Executive Summary
This document specifies the architecture, design decisions, and implementation details for Meridian, a production-grade system that transfers terabyte-scale datasets between nodes with zero data loss.
The system provides resumable transfers, content-defined deduplication, multi-path parallelism, end-to-end cryptographic integrity verification, and automatic failover — all while saturating available network bandwidth.
Requirements
Functional Requirements
- ▶Bulk Transfer: Transfer datasets from 1 GB to 50+ TB between two nodes (source and destination).
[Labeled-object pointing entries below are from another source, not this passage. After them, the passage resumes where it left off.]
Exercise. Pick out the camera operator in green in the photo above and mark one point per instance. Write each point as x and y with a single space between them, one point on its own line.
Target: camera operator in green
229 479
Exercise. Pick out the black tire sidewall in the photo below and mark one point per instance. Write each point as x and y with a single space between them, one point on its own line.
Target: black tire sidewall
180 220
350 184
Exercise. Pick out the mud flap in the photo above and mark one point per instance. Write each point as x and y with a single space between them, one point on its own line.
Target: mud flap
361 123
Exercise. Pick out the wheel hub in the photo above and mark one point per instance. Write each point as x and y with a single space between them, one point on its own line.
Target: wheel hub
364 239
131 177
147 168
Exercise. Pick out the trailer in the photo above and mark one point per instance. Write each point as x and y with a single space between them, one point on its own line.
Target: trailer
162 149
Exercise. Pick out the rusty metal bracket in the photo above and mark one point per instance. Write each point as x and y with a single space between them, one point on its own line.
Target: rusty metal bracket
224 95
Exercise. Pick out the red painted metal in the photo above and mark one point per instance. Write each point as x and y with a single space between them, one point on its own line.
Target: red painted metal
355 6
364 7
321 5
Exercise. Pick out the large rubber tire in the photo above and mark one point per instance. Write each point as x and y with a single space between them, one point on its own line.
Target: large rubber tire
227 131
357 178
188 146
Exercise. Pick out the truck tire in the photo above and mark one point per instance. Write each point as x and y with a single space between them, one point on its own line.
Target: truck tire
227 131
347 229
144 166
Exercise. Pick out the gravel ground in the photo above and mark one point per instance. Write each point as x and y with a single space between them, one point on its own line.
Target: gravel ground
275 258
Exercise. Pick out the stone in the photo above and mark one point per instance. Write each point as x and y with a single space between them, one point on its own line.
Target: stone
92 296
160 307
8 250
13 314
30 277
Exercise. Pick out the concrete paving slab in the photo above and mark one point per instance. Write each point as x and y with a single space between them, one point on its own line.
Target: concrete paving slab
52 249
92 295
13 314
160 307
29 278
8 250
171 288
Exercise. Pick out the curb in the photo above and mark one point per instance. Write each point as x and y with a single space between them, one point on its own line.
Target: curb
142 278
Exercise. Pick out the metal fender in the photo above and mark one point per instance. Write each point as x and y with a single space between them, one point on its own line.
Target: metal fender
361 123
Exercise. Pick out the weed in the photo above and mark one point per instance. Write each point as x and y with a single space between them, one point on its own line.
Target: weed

- ▶Resumability: If interrupted at any point (crash, network failure, reboot), resume from the point of interruption, not restart from scratch.
- ▶Incremental Sync: When transferring a previously-transferred dataset, only changed portions are re-sent.
- ▶Integrity Guarantee: The receiver cryptographically verifies that received data is bit-for-bit identical to the source. Silent corruption is detected.
- ▶Atomic Commit: A transfer is either fully committed or not committed at all. No partial states visible to consumers.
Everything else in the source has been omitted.